Although the patients who participated in this study were not assessed for outcome—which is a limitation of the study—a correct diagnosis is important in its own right. Incorrect diagnoses can result in the prescription of incorrect medication, causing unnecessary side effects, and can also obfuscate the education of patients and family members about mental disorders, erode patient confidence in the attending psychiatrist, and reduce patients' acceptance of clinical advice. Correct and timely diagnoses enable psychiatrists to begin appropriate therapy early and to reduce the number of medications as well as dosages that must be tried before the patient obtains relief from unwanted symptoms.
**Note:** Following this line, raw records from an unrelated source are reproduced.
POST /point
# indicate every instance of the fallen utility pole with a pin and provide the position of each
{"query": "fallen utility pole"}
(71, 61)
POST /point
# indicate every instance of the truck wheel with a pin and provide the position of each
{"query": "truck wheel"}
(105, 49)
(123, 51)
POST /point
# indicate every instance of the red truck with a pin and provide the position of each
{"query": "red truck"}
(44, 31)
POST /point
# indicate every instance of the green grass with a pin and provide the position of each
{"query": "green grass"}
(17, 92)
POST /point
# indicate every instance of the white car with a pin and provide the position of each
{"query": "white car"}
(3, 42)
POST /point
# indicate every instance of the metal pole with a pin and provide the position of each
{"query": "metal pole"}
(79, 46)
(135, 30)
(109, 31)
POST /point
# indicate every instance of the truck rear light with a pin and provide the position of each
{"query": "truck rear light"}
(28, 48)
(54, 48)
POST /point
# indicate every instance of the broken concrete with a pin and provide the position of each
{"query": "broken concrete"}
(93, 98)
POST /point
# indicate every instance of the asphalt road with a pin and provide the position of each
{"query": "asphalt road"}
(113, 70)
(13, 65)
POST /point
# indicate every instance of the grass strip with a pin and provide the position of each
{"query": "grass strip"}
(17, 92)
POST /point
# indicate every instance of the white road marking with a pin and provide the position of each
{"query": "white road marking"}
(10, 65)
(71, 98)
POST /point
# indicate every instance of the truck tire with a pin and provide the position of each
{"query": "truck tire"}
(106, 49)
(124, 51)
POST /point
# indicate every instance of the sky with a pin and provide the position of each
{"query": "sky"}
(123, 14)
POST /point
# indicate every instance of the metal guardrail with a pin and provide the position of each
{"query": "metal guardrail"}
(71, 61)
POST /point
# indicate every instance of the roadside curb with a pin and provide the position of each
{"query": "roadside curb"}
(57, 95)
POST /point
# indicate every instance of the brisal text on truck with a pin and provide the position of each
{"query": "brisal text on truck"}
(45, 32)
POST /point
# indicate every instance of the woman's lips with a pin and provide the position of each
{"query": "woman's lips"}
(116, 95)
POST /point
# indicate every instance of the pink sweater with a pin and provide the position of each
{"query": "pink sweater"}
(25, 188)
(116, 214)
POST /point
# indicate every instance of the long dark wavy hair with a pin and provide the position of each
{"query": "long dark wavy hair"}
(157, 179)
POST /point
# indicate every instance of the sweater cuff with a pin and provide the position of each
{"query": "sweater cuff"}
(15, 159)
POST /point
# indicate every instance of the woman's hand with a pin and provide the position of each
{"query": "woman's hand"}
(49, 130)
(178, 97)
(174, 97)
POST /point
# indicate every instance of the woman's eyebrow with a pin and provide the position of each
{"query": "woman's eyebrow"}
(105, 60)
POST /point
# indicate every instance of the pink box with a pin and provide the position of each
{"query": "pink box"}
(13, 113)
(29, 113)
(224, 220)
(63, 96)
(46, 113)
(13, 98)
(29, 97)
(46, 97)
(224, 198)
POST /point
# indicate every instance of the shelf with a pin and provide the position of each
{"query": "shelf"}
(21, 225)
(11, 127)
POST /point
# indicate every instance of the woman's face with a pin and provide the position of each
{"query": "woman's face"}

In fact, the greater number of psychiatric diagnoses reported for the patients in the SCID group did not appear to be associated with any increase in the number or dosage of prescribed medications. On the contrary, the patients in the control group were more likely to have their dosages increased during the first quarter. This finding may indicate that in the case of patients who do not respond to initial treatment, having the SCID findings may help physicians to reconsider the patient's diagnosis before increasing the medication dosage. Further study in this area is recommended.
Our findings are limited to one service system, and many eligible patients were lost because they did not show up for interviews, placing some doubt on the representativeness of the sample. Because participating physicians treated patients in both the SCID group and the control group, between-group differences may have been understated to the extent that nurse consultations provided an education effect. On the other hand, parallel changes in both diagnosis and prescribed treatments consistent with SCID results suggest an impact on physicians' thinking and not merely an impact on the quality of medical record keeping. When queried at the end of the study, many participating physicians claimed that they would order SCIDs for their more difficult patients.
The important conclusion from this study is that having a well-trained psychiatric nurse administer a structured clinical interview and provide results to psychiatrists appears to be both feasible and clinically useful. Future studies should consider targeting patients who may be at a higher risk of receiving a misdiagnosis, such as children who communicate through a guardian and persons from ethnic minorities who may face cultural barriers to obtaining care; disseminating SCID results to the physician before the initial psychiatric evaluation; assessing changes in primary symptoms and side-effect burden; and expanding time allotted for intake psychiatric evaluations.